ATP-binding cassette transporter ABCA1 (member 1 of human transporter sub-family ABCA), also known as the cholesterol efflux regulatory protein (CERP) is a protein which in humans is encoded by the ABCA1 gene. This transporter is a major regulator of cellular cholesterol and phospholipid homeostasis.

Tangier disease 
It was discovered that a mutation in the ABCA1 protein is responsible for causing Tangier disease by several groups in 1998. Gerd Schmitz's group in Germany and Michael Hayden's group in British Columbia were using standard genetics techniques and DNA from family pedigrees to locate the mutation. Richard Lawn's group at CV Therapeutics in Palo Alto, CA used cDNA microarrays, which were relatively new at the time, to assess gene expression profiles from cell lines created from normal and affected individuals. They showed cell lines from patients with Tangier's disease showed differential regulation of the ABCA1 gene. Subsequent sequencing of the gene identified the mutations. This group received an award from the American Heart Association for their discovery.
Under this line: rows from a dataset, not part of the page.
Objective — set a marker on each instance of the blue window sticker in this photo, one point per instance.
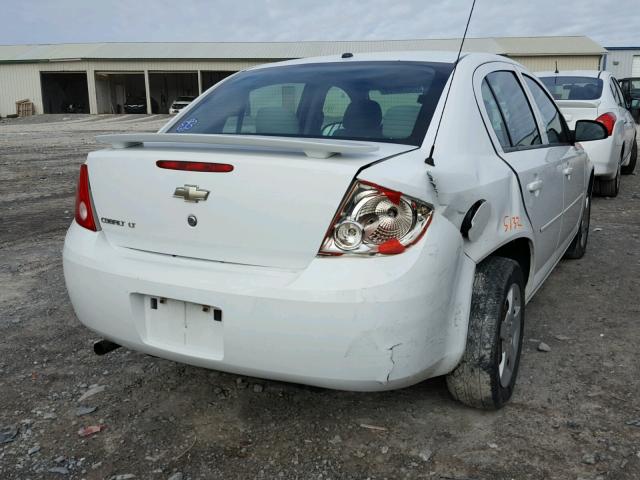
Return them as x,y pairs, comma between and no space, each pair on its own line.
186,125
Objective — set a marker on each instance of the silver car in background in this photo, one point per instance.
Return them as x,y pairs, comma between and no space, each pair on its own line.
596,95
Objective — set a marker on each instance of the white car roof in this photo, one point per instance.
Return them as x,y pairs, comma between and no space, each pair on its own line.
407,56
575,73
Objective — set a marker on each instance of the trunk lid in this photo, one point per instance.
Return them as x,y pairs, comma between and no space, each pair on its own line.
272,210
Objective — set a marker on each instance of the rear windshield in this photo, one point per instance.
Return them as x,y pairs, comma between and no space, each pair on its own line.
376,101
573,88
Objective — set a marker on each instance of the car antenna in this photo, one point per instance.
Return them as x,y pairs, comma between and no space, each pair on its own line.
429,160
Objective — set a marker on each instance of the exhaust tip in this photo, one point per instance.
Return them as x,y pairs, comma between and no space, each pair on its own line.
103,347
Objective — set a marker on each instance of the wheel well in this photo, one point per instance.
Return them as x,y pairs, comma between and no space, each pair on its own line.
520,251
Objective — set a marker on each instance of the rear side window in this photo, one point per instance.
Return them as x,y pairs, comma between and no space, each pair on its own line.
553,123
619,94
495,117
573,88
515,109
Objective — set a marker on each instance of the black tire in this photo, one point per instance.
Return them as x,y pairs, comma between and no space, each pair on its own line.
608,187
578,246
477,381
631,166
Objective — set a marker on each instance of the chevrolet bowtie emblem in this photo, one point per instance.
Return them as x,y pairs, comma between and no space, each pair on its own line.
191,193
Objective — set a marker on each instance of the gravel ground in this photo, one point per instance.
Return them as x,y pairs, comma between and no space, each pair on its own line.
575,414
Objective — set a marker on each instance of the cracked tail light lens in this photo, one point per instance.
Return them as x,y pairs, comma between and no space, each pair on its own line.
374,220
84,207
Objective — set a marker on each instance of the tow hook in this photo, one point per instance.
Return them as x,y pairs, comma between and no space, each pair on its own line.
103,347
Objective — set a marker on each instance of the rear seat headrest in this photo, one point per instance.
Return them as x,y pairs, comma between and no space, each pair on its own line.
277,120
399,121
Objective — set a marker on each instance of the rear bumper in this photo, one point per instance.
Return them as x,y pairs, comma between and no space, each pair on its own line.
348,323
605,156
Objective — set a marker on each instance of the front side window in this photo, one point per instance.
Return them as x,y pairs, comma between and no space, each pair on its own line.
516,111
556,132
378,101
573,88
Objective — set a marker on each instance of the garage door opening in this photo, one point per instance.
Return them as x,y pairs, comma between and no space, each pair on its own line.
64,92
166,87
119,92
209,79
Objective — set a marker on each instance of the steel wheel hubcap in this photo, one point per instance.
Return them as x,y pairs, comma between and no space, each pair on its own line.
510,334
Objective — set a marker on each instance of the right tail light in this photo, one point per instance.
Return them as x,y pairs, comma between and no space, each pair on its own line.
608,120
374,220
Tangier disease has been identified in nearly 100 patients worldwide, and patients have a broad range of biochemical and clinical phenotypes as over 100 different mutations have been identified in ABCA1 resulting in the disease.

Function 
The membrane-associated protein encoded by this gene is a member of the superfamily of ATP-binding cassette (ABC) transporters. ABC proteins transport various molecules across extra- and intracellular membranes.  ABC genes are divided into seven distinct subfamilies (ABCA, MDR/TAP, MRP, ALD, OABP, GCN20, White).  This protein is a member of the ABCA subfamily. Members of the ABCA subfamily comprise the only major ABC subfamily found exclusively in multicellular eukaryotes. With cholesterol as its substrate, this protein functions as a cholesterol efflux pump in the cellular lipid removal pathway.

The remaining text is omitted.